This post was added to Monday Mania at the Healthy Home Economist.
Meatballs. Balls o' meat. Somehow the concept has never really done it for me. I mean, meat in a ball. Blah. What's the point?
UNTIL...I made some. I so get it. IKEA, you ain't got nothin' on this jaded mama!
Now, the thing is, I'm doing a lot of experimenting with recipes these days and I'm not totally measuring everything, so if you're going to try this recipe, don't come back at me if it doesn't totally work. The brilliant thing is that it's so versatile, and the only thing you can't take back is the addition of too much salt (and ONLY because it will be too salty, not because it's bad for you). I'll just say that I stuffed each meat ball as full as veggies as I could, and even picky Ms. Phoenix gobbled them up. Afterwards she asked me, "What was the green?" So I answered truthfully, "Magic fairy dust."
What? Spinach doesn't scream fairies to you?
Ilana's No Fail Beatmalls
• 2lbs organic, pastured ground beef
• 3 pastured eggs
• 1 cup oat bran (you could use breadcrumbs but we're trying to go easy on the wheat around here)
• 2 tsp sea salt (table salt will kill you. No, really, it will.)
• 1 tsp cumin
• 2 cups assorted, shredded or finely processed veggies such as spinach, carrots, parsley, zucchini
Mix up all the above in a big bowl. The best way to do this is to use your hands. This way you can also judge if the consistency is right and if the mixture is likely to form ball shapes.

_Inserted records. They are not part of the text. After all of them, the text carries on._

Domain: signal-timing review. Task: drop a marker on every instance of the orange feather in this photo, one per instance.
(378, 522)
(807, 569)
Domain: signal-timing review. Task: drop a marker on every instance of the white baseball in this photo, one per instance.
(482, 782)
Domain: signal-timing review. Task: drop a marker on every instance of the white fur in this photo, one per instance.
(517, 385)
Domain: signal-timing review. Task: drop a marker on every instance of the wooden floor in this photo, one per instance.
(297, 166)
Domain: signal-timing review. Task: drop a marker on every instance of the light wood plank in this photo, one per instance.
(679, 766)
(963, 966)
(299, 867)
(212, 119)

Form the mixture into balls, any shape you prefer. For the little ones, the smaller the better. When I told Phoenix I was making meatballs she said she wanted mouse meatballs, which I took to mean she wanted them tiny. Done and done.

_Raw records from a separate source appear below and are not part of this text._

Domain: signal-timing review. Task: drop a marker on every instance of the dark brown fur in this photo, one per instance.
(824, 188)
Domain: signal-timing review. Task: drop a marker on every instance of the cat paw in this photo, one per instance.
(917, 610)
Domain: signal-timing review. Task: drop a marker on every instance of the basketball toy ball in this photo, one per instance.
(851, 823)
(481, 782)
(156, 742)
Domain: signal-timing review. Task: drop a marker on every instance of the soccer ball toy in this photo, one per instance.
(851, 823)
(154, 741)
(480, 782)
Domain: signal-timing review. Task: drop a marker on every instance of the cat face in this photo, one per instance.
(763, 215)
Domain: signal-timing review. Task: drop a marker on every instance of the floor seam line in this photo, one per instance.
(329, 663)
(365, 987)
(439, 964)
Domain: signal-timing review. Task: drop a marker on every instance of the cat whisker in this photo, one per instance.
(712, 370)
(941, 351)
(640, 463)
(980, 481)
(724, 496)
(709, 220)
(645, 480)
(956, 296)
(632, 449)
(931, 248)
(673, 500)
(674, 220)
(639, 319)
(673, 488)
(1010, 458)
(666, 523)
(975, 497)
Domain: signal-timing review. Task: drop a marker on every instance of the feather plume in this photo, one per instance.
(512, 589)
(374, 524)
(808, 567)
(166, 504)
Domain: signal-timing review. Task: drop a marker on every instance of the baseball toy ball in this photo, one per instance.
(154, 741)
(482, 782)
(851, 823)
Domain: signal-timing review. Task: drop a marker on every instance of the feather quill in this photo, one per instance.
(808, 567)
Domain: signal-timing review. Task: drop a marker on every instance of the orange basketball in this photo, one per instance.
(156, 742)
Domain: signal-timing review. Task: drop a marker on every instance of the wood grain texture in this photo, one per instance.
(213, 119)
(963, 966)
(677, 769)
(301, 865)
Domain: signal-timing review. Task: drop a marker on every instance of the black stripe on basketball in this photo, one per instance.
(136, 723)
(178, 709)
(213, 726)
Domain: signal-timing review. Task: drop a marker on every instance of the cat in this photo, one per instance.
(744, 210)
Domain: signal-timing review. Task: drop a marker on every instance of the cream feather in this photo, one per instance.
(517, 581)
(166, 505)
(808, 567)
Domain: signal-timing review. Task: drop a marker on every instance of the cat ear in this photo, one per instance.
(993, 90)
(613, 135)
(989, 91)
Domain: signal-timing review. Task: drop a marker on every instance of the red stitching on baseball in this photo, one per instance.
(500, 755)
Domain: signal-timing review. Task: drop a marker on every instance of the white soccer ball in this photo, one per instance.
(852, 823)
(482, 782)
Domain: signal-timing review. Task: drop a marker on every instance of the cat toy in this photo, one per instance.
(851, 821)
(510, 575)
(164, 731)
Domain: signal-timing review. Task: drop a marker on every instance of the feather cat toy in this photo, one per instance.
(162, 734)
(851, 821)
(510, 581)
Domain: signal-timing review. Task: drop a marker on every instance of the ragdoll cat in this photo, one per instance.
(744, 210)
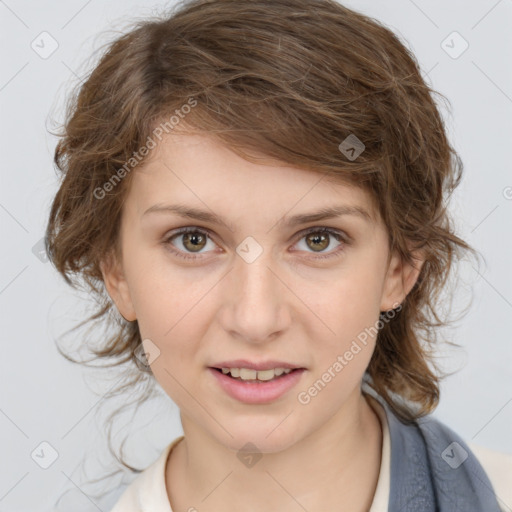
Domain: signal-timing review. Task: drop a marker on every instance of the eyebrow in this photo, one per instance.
(332, 212)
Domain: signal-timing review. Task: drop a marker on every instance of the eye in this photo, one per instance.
(319, 238)
(193, 239)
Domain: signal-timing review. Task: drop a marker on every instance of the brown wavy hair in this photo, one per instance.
(289, 79)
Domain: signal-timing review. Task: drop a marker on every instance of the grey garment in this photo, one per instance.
(433, 470)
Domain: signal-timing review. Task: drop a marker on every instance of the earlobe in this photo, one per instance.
(117, 288)
(400, 279)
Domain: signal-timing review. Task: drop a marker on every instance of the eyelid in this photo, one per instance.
(345, 240)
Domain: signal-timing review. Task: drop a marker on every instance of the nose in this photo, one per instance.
(256, 306)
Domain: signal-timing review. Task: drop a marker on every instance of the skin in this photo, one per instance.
(288, 305)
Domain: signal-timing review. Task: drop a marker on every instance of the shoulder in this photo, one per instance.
(498, 467)
(454, 451)
(148, 490)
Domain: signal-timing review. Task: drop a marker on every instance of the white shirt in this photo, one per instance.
(148, 493)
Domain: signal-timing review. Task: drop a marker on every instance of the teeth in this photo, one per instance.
(248, 374)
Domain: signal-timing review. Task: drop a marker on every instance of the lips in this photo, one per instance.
(255, 365)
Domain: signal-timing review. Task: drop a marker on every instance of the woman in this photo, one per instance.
(259, 188)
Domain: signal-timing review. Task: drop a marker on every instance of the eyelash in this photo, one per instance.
(339, 236)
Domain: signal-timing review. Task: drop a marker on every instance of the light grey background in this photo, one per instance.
(46, 398)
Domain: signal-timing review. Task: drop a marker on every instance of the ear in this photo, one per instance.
(117, 287)
(400, 279)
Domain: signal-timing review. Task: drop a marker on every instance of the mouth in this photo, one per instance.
(256, 376)
(256, 387)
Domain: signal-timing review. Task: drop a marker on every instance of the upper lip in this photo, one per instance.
(260, 366)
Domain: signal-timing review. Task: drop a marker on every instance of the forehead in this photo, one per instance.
(200, 171)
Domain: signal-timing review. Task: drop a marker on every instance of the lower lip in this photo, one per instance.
(257, 392)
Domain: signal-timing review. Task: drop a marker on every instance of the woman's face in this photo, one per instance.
(263, 285)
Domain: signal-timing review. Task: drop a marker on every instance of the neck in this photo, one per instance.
(337, 463)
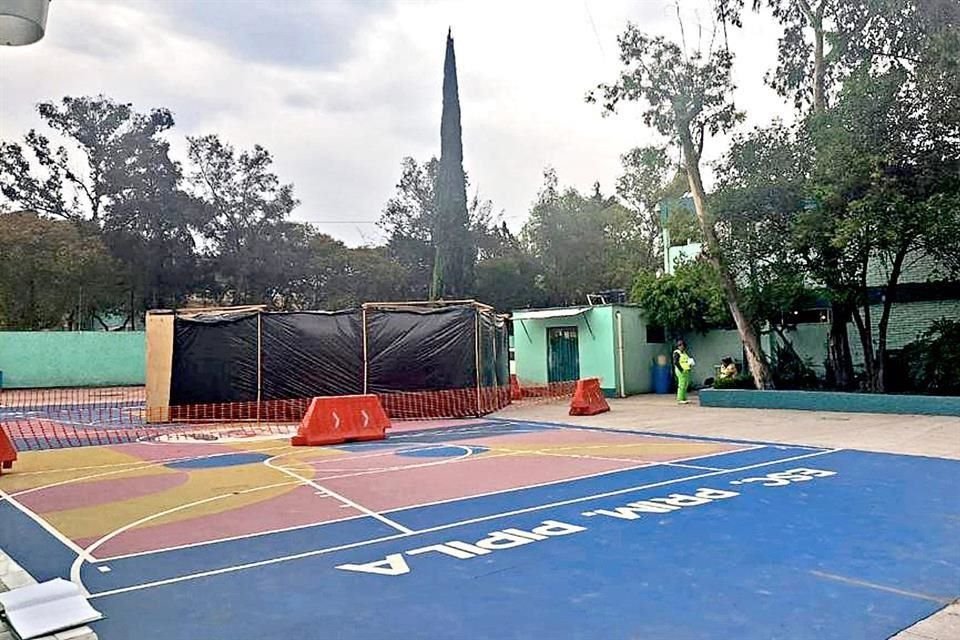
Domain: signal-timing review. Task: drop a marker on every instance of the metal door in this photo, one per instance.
(563, 354)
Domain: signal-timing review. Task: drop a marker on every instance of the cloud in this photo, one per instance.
(341, 92)
(289, 33)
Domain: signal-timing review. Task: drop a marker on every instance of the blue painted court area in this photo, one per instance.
(769, 542)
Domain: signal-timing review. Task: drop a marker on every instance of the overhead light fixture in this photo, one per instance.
(22, 21)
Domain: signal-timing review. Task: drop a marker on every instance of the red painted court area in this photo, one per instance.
(144, 497)
(488, 529)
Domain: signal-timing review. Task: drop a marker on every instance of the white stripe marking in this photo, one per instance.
(880, 587)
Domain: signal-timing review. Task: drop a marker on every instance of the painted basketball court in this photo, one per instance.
(491, 528)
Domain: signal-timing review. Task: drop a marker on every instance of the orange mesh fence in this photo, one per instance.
(58, 418)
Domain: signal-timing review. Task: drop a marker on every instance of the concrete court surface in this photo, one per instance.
(933, 436)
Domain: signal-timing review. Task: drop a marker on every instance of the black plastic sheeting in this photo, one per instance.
(311, 354)
(421, 350)
(317, 353)
(214, 359)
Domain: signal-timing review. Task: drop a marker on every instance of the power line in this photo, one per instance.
(338, 221)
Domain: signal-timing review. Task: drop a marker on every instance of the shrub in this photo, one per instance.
(790, 372)
(739, 381)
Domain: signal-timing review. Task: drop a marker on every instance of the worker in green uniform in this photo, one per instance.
(682, 365)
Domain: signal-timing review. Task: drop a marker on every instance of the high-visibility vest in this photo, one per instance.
(684, 361)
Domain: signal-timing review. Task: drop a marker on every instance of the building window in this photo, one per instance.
(655, 334)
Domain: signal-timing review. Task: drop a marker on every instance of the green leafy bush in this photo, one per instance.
(739, 381)
(791, 372)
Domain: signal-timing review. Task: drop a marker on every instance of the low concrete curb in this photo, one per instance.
(832, 401)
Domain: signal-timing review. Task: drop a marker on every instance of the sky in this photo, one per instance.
(341, 91)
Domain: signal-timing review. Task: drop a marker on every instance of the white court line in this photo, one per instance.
(882, 587)
(359, 507)
(146, 464)
(49, 528)
(364, 543)
(587, 476)
(691, 466)
(143, 463)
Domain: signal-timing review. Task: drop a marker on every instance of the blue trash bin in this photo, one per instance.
(662, 376)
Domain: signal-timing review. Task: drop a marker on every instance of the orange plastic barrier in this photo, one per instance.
(588, 398)
(515, 392)
(336, 419)
(8, 453)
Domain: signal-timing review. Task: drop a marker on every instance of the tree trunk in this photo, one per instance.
(819, 84)
(839, 358)
(748, 333)
(890, 292)
(815, 18)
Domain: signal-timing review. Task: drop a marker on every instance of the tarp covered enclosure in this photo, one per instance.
(258, 356)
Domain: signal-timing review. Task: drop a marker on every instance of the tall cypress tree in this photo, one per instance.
(455, 253)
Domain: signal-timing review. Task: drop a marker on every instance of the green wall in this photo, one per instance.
(71, 359)
(638, 354)
(598, 348)
(595, 334)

In a large pan, add beef or chicken stock (the best kind is SO easy to make and so incredibly nourishing. Did you know the store bought kind is completely loaded with MSG and contributes next to nothing towards your health? Seriously, check the above link and stock up. So so easy.) to cover the bottom, to about 1/4" depth. Heat this so that it's simmering nicely. Add meatballs.
Cover and cook for about 15 minutes, or until meatballs are cooked through.

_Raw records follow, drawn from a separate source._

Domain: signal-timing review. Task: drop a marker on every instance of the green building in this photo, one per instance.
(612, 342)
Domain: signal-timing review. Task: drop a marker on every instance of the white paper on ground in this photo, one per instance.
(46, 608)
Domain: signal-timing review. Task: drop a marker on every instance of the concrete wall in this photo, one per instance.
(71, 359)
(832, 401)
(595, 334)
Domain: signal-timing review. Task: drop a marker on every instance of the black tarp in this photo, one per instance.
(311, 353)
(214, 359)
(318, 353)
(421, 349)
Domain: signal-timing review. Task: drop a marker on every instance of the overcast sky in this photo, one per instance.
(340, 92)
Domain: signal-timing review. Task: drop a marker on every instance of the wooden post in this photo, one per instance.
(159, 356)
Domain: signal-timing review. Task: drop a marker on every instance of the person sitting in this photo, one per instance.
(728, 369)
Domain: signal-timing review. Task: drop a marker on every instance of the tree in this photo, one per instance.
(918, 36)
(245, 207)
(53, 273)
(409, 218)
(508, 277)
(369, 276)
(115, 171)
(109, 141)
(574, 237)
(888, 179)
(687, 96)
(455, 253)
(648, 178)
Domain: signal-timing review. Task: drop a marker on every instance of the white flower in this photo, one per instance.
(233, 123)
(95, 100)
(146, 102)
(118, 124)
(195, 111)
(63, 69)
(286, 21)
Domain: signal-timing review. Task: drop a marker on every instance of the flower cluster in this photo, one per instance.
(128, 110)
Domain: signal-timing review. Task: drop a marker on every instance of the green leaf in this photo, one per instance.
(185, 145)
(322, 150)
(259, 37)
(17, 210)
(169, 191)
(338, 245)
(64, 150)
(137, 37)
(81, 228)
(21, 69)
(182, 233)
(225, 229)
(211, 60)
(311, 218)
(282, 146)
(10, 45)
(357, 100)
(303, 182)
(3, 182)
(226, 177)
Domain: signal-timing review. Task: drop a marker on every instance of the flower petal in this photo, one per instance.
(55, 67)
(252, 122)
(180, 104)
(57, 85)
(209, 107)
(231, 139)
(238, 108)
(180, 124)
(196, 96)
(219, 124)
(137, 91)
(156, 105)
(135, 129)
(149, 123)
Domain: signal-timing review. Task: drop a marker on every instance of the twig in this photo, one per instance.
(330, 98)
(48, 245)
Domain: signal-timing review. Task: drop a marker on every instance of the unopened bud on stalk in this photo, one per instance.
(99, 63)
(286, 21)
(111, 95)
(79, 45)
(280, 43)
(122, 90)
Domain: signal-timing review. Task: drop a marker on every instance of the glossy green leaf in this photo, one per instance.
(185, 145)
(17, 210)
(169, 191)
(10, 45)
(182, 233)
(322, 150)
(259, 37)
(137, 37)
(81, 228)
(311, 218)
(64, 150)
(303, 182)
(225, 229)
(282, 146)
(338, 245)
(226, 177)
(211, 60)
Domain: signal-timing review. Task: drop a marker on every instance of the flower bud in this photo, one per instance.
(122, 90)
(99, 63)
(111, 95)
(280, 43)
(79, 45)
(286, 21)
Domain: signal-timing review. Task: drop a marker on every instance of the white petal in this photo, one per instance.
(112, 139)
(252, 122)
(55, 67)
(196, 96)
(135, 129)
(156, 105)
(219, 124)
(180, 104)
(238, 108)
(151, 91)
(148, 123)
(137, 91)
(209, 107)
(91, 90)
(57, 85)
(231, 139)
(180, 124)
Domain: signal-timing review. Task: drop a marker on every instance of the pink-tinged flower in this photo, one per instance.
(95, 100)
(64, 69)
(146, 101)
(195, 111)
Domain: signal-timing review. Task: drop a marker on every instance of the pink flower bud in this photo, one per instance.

That's it, that's all! I serve this with plain rice and some sort of veggie, whatever I happen to have had delivered that week in my CSA basket.
If you make these meatballs, please let me know what you added or changed and how they worked for you!






I'm so glad to hear you are into "Real Food". ;) I'd love to try this recipe but we are on GAPS and thus grain free.. any substitution ideas for the oat bran or breadcrumbs? I think without they might be drier? We make our own broth all the time, yum!
Posted by: Sonia | September 06, 2011 at 08:00 PM
Morning Sonia,
I'm so glad I'm into Real Food too! It's actually always been a philosophy that has resonated with me, but I spent so much time on social media that I didn't feel I had the time to cook...very very sad.
I've put some thought into GAPS friendly alternatives. I don't think any of the substitute flours, such as coconut or almond, will cut it. What I did think of, though, was maybe lima bean puree. I think this would make for SUPER moist meatballs. In that case, what I'd do is cut back on an egg, because it will be too mushy to hold together as balls. And I would only use maybe half a cup to start, and see if you feel you can add more. I'll try it out next time I make these and you try it too and let me know how it goes!
Posted by: A Jaded Mama | September 07, 2011 at 09:46 AM
That's a good thought, I'll have to give it a try!
Posted by: Sonia | September 07, 2011 at 02:03 PM
my aunt makes her meatballs with chic pea flour, which is just ground up dry chic peas. So yummy. i make mine very similar to yours. along with the cumin i add a pinch of nutmeg as well. and tumeric bc we are moroccan, and everything has to be yellow. i tried adding veggies before, but the kids saw through it and wouldn't eat them. but with the chic pea flour instead of bread or bread crumbs, i'm happy.
Posted by: Rachel | September 09, 2011 at 03:09 AM
Rachel, that sounds awesome! I'd thought about the chickpea flour but they aren't allowed on the diet Sonia is on :( In the meantime, I tried to make chickpeas from scratch to roast them and FAILED. Can you believe it? How hard can they be??
Posted by: A Jaded Mama | September 09, 2011 at 04:09 PM
Ok I made them and they were delish! I used 1/2c of lima bean puree. I also added some thyme and oregano. (Veggies I used were Kale, cauliflower and carrots.) Also, they work well without eggs! (Only because I forgot to add them, opps!)